What’s a memorable meal you’ve had in Melbourne lately?
The day I arrived on this trip I went for lunch with my mum. We went to Pincho Disco and we had a beautiful lunch. It’s sort of different – you don’t see a lot of South American, Central American, Latin American restaurants [in Melbourne]. The head chef [Diego Cardenas] is Colombian, and he cooks really beautiful food.

It’s an interesting mix that I’d never quite seen, actually. There are a few chefs from Argentina and another one from Peru, so there was some Peruvian-style ceviche and crudos.

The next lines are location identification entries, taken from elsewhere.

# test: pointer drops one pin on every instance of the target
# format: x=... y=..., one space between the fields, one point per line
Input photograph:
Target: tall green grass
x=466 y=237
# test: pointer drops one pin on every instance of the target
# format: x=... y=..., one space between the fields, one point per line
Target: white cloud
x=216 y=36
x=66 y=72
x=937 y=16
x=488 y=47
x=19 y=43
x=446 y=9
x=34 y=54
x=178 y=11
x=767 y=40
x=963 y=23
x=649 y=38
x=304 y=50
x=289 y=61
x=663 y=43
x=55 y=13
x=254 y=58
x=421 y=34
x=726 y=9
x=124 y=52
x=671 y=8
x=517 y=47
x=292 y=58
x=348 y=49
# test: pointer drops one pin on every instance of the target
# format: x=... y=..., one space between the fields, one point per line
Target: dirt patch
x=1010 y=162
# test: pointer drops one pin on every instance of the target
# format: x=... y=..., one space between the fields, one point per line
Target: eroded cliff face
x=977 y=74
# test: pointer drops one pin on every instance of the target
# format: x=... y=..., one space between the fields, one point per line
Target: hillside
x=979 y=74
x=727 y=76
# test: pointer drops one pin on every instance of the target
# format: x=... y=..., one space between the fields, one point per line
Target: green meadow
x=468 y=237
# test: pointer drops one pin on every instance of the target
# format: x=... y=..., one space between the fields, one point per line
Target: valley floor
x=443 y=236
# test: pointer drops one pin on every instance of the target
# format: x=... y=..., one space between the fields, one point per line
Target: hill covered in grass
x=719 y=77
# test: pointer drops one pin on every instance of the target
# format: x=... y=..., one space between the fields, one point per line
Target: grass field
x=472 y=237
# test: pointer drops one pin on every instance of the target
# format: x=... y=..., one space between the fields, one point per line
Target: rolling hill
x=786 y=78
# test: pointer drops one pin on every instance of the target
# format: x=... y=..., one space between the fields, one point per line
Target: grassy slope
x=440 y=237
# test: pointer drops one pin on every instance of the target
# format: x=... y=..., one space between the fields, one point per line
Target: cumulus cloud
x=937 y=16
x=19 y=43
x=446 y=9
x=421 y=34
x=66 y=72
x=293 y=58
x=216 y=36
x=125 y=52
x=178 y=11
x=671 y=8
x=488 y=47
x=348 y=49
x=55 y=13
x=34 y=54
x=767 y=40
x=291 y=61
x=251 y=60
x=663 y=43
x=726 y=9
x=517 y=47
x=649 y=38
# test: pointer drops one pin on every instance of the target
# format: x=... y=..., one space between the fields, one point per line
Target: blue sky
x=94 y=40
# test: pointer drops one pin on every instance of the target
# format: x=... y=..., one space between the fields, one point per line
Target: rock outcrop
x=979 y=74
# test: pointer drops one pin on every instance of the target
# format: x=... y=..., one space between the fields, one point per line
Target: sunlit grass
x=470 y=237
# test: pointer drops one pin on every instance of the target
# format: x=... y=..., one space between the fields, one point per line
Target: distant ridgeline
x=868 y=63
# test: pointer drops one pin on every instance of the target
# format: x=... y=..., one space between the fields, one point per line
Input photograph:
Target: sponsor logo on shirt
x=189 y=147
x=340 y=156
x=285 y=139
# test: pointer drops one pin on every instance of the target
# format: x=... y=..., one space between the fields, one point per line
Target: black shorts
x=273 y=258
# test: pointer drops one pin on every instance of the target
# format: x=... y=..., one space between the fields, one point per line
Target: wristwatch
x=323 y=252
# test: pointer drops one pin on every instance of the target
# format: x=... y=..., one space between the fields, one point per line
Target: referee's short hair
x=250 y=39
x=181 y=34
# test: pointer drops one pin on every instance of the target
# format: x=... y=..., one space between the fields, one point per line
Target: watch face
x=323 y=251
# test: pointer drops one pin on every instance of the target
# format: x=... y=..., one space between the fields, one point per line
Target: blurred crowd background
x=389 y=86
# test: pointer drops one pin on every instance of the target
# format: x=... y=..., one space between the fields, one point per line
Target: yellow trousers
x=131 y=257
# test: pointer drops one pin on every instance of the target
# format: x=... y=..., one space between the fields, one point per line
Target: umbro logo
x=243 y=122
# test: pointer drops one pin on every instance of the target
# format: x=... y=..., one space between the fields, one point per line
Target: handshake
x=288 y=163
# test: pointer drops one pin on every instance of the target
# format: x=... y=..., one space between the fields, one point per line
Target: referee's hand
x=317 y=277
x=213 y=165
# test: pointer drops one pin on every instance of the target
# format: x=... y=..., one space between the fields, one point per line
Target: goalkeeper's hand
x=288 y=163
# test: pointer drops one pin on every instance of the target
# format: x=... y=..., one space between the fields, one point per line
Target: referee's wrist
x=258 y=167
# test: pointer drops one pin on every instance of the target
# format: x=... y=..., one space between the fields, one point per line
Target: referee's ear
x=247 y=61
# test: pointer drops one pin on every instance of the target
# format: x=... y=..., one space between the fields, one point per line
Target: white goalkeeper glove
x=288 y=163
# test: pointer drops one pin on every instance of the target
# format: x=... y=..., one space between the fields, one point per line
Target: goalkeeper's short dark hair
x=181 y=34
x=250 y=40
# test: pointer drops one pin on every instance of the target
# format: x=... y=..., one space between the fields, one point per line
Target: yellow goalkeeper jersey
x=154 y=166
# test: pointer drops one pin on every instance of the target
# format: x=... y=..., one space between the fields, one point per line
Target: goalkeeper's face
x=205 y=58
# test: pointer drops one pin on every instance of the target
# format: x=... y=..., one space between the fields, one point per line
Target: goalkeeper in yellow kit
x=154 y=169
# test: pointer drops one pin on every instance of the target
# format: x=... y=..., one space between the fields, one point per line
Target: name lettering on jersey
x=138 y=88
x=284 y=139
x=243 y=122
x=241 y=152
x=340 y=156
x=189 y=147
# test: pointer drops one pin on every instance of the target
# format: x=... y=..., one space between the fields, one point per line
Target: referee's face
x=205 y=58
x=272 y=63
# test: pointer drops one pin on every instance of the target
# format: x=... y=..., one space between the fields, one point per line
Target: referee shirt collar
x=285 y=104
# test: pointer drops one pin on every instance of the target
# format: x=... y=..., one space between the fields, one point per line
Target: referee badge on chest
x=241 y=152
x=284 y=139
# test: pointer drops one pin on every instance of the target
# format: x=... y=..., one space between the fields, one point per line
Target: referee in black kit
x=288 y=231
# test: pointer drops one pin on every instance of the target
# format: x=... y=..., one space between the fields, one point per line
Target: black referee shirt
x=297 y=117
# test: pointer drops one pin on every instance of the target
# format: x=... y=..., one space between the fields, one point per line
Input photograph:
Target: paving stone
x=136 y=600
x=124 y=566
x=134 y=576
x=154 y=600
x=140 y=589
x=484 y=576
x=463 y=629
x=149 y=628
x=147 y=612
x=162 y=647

We had a green aguachile which was really good – sharp and bitey. We also had a tuna crudo with a puffed tapioca crisp, and a bit of slow-cooked lamb shoulder that was bloody delicious. It just sort of fell off the bone.

And on past trips?
I had a really good meal the last time I was here at Osteria Ilaria. The hand-made pastas were fabulous. It’s not trying to be anything it’s not. It’s an Italian-style, pasta-focused menu, fabulous flavours and good, honest cooking.

What’s something you miss when you’re in the US?
I think the bread that we have in Australia is incredible. We have a great bakery culture and in the States they don’t necessarily.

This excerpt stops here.